Miłośnicy pieczonych ziemniaków na Śląsku mają szczególny sposób na obchodzenie zmiany pór roku. Odkąd pamiętać, wrześniowe dni oznaczają dla nich rozpoczęcie żniwa ziemniaczanego, które swoje początki ma w dniu św. Tekli, czyli 23 września. Zgodnie z tradycją, po dniu ciężkiej pracy na polach, wieczory umilały ogniska, nad którymi pieczono ziemniaki. Taki zwyczaj przetrwał do dzisiaj i jest obchodzony jako Dzień Pieczonego Ziemniaka w wielu gminach polskich.
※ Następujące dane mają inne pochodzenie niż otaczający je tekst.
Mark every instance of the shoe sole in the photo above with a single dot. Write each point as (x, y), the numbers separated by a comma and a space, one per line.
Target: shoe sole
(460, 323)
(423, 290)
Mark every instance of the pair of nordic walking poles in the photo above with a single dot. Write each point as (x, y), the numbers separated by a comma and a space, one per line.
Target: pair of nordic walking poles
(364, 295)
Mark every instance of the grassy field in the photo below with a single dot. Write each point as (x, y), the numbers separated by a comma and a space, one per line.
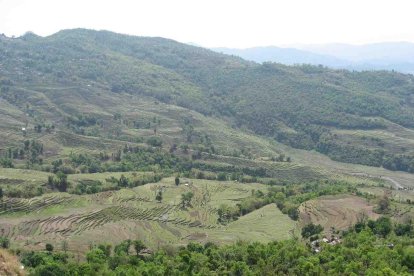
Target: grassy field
(113, 216)
(339, 212)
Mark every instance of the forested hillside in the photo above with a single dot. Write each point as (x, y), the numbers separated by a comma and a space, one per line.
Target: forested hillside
(307, 107)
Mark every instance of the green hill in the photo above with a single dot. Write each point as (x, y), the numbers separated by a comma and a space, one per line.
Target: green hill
(73, 73)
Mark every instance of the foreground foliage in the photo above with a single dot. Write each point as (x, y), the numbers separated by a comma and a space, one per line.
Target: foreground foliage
(365, 250)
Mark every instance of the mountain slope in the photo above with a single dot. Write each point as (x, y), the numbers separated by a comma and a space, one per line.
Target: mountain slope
(57, 78)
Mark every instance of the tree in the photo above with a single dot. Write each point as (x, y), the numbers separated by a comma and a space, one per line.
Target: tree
(138, 246)
(61, 182)
(4, 242)
(384, 205)
(123, 181)
(49, 247)
(158, 197)
(311, 229)
(65, 246)
(186, 199)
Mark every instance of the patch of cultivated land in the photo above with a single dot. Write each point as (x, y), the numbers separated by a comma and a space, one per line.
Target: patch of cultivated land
(339, 212)
(134, 213)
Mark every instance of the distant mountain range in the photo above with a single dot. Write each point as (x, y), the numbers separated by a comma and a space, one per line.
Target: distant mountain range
(398, 56)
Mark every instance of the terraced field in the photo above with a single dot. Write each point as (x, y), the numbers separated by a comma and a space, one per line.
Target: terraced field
(114, 215)
(339, 212)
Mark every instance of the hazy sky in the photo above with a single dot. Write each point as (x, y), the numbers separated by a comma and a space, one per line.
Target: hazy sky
(214, 23)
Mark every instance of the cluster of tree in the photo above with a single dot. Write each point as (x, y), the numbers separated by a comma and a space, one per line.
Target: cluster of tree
(362, 252)
(306, 100)
(310, 230)
(58, 181)
(287, 198)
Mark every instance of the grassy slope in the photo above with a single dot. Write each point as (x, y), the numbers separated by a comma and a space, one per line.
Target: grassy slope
(95, 218)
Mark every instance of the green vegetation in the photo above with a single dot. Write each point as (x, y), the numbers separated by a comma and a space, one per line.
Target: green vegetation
(186, 161)
(303, 106)
(360, 252)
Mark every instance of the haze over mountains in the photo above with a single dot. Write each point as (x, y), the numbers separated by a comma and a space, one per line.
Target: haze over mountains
(398, 56)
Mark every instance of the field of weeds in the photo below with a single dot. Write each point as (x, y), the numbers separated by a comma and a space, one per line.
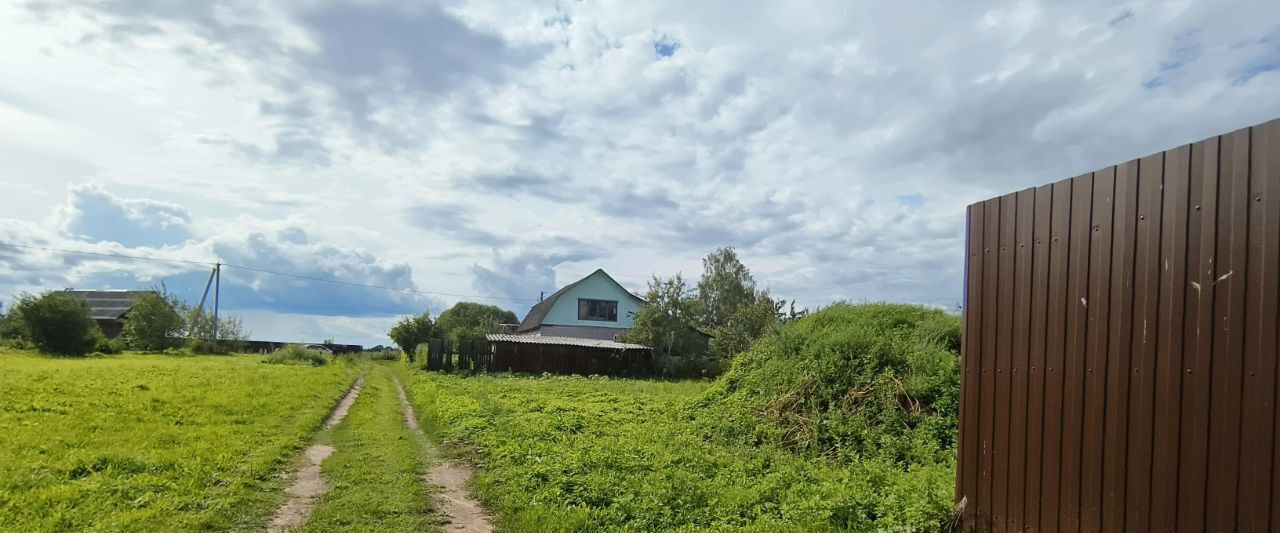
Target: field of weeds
(147, 442)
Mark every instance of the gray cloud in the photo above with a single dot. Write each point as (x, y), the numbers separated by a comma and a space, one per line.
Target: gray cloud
(94, 214)
(455, 222)
(524, 273)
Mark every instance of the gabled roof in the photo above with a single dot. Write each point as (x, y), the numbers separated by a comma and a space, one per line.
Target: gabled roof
(539, 311)
(108, 305)
(563, 341)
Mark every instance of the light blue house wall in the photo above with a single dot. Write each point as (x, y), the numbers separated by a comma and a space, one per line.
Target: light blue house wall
(597, 286)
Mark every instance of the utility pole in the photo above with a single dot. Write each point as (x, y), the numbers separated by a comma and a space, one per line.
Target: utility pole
(200, 309)
(218, 286)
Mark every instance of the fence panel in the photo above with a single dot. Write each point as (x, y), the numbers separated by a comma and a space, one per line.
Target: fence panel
(1119, 368)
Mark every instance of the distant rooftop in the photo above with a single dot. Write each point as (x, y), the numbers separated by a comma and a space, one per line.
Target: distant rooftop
(108, 305)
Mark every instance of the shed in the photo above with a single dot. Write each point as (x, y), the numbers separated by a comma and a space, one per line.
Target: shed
(568, 355)
(109, 308)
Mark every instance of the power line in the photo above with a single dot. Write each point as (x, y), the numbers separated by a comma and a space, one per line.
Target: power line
(261, 270)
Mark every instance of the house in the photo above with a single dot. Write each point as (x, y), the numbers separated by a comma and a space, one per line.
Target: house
(109, 308)
(595, 306)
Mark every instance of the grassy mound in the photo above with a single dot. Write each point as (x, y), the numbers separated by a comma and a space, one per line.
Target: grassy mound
(850, 383)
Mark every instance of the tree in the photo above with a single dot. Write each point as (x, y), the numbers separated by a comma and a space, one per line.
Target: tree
(470, 320)
(10, 326)
(746, 324)
(58, 323)
(155, 322)
(231, 333)
(725, 287)
(666, 322)
(411, 331)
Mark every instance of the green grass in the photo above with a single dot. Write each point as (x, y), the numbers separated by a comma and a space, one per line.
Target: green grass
(584, 455)
(375, 473)
(151, 442)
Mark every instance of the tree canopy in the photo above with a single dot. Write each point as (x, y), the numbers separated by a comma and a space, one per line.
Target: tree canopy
(412, 331)
(469, 320)
(155, 322)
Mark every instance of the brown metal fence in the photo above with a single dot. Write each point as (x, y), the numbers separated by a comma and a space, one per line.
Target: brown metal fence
(1120, 346)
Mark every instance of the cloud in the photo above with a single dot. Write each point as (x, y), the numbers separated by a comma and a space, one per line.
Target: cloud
(499, 144)
(453, 222)
(252, 250)
(92, 214)
(526, 273)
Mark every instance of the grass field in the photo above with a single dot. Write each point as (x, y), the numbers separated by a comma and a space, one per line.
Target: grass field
(146, 442)
(574, 454)
(376, 470)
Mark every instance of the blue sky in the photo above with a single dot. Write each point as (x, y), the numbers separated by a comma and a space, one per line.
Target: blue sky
(499, 149)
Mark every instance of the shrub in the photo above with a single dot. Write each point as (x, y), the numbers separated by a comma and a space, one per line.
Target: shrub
(420, 355)
(296, 355)
(411, 332)
(155, 322)
(58, 323)
(108, 346)
(850, 382)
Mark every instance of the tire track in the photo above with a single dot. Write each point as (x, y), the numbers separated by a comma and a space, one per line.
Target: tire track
(309, 484)
(464, 513)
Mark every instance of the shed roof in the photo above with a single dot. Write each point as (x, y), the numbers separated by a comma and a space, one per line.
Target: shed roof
(108, 305)
(539, 311)
(562, 341)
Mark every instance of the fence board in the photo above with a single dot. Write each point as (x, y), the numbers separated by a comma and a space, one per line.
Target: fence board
(1037, 354)
(1115, 328)
(1120, 355)
(1169, 347)
(970, 347)
(1004, 345)
(1134, 465)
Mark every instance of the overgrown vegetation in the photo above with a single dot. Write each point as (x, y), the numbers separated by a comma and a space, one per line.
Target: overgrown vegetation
(696, 329)
(850, 383)
(155, 322)
(412, 331)
(842, 420)
(469, 320)
(296, 355)
(141, 442)
(58, 324)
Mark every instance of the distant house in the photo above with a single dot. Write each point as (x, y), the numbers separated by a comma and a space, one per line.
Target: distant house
(109, 308)
(595, 306)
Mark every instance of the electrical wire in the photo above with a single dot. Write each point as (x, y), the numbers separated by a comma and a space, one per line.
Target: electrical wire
(263, 270)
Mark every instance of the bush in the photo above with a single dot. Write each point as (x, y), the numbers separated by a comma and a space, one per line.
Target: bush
(296, 355)
(58, 323)
(411, 331)
(155, 322)
(849, 382)
(420, 355)
(108, 346)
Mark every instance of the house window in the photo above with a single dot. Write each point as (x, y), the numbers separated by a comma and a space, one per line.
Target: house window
(603, 310)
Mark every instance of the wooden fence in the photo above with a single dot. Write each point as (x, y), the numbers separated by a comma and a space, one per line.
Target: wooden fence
(462, 355)
(1119, 360)
(535, 358)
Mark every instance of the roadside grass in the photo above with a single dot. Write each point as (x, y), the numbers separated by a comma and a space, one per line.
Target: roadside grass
(571, 454)
(375, 473)
(152, 442)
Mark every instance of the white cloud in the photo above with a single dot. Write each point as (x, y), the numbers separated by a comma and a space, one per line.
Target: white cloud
(506, 147)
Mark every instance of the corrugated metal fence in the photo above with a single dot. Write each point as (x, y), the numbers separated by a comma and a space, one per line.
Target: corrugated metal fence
(1120, 346)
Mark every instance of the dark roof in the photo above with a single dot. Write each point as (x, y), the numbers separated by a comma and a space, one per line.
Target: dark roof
(562, 341)
(539, 311)
(598, 332)
(108, 305)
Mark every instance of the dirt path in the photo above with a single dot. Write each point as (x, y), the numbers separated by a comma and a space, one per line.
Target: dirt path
(465, 515)
(309, 484)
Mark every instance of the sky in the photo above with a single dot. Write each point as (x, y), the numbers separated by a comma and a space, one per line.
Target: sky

Także w Makoszowach, tradycja ta jest żywa i kultywowana. Właśnie tam minionej niedzieli odbyły się uroczystości związane z Dniem Pieczonego Ziemniaka. Organizatorami wydarzenia była Rada Dzielnicy i Ochotnicza Straż Pożarna Makoszowy, które zaprosiły mieszkańców na imprezę ku czci tego skromnego, lecz niezwykle smacznego warzywa.
Uczestnicy mogli cieszyć się wieloma atrakcjami przygotowanymi specjalnie dla nich. Wśród nich znalazły się oczywiście pieczone ziemniaki, ale także kiełbaski, krupnioki, a także gorąca grochówka i ciepłe napoje. Nie zabrakło również występów artystycznych oraz różnorodnych gier i zabaw dla najmłodszych. Była to doskonała okazja do zapoznania się z tradycjami kuchni śląskiej i spędzenia czasu w przyjemnej atmosferze.
Bez wątpienia, tradycyjne obchody Dnia Pieczonego Ziemniaka w Makoszowach można uznać za udane i cieszące się popularnością wśród mieszkańców tego regionu.